Last week at Whole Foods I found a 2lb package of unsweetened dried cranberries (packaged at the store, not a brand or general bulk) at a great price, probably because it's in season. I figured that they'd be perfect for some holiday baking and even better that they are not full of added sugar! While browsing Tastespotting for cranberry recipes I ran across a recipe that looked delicious and fairly healthy. These do end up at 220 calories, 7g fat, 35g carbs, 2.5g fiber, 4g protein each, so I may look for more ways to cut some calories and fat out, but for a first try for taste - they're decadent! (and to note, they're still less than 1/2 the calories and fat you'll find in a typical Panera or Starbucks muffin).
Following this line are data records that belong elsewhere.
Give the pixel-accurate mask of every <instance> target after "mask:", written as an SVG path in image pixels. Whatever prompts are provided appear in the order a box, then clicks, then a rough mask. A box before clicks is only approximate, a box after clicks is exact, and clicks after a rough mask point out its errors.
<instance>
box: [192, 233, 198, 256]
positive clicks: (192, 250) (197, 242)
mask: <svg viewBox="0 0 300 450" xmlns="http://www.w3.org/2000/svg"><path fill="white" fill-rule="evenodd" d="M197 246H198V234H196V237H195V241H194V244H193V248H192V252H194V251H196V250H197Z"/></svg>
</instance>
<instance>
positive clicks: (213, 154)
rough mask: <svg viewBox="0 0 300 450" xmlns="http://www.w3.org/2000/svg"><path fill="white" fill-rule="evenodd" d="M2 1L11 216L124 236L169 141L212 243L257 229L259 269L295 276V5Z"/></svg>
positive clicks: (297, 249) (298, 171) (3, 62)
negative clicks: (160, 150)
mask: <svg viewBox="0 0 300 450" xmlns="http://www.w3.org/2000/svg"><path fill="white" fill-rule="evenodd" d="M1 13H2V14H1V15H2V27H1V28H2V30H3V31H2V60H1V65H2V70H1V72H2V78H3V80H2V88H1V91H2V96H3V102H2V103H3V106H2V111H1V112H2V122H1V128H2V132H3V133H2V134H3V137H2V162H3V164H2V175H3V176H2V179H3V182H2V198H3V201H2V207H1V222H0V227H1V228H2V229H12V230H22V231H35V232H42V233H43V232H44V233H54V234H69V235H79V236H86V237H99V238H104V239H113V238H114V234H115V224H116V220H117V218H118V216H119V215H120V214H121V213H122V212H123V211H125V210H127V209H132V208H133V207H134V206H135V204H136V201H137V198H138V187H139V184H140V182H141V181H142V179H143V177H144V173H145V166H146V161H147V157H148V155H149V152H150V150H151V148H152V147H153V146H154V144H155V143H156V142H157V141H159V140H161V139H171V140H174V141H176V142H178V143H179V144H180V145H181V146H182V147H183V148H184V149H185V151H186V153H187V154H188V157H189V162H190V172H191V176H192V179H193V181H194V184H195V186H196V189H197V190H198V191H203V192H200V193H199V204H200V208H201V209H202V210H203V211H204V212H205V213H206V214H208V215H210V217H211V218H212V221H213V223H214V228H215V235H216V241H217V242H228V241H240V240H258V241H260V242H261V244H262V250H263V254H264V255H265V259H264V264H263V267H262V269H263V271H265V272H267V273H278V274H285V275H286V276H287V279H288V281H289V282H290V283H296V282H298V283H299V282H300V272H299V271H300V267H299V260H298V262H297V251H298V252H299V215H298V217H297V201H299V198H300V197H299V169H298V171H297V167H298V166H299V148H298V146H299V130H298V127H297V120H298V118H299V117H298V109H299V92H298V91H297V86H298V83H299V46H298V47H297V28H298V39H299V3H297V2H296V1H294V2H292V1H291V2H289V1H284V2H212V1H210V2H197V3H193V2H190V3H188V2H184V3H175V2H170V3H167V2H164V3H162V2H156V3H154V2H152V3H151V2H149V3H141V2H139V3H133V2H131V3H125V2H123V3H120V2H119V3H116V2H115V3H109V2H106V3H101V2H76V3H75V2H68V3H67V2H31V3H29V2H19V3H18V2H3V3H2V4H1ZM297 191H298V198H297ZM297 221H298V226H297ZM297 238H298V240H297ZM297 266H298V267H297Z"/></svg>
These make a good size muffin too!
Cranberry Muffins
makes 12
Ingredients:
- 1 cup unsweetened applesauce
- 1/4 cup canola oil
- 2 TB melted butter
- 1/2 cup dark brown sugar
- 1 egg
- 1 1/2 cups all purpose flour
- 1/2 cup whole wheat flour
- 3 TB ground flax seed
- 1 tsp baking soda
- 1/4 tsp salt
- 1 tsp cinnamon
- 1 cup dried cranberries
Directions:
- Preheat oven to 350 degrees
- In a large bowl whisk together the applesauce, oil, butter, sugar and egg
- In a separate bowl, whisk together the flours, ground flax seed, baking soda, salt and cinnamon
- Add the dry ingredients to the wet ones and stir gently until just combined
- Stir in the dried cranberries
- Line muffin tin with cupcake liners. Divide batter into 12 muffins
- Bake 22-25 minutes until a toothpick comes out clean.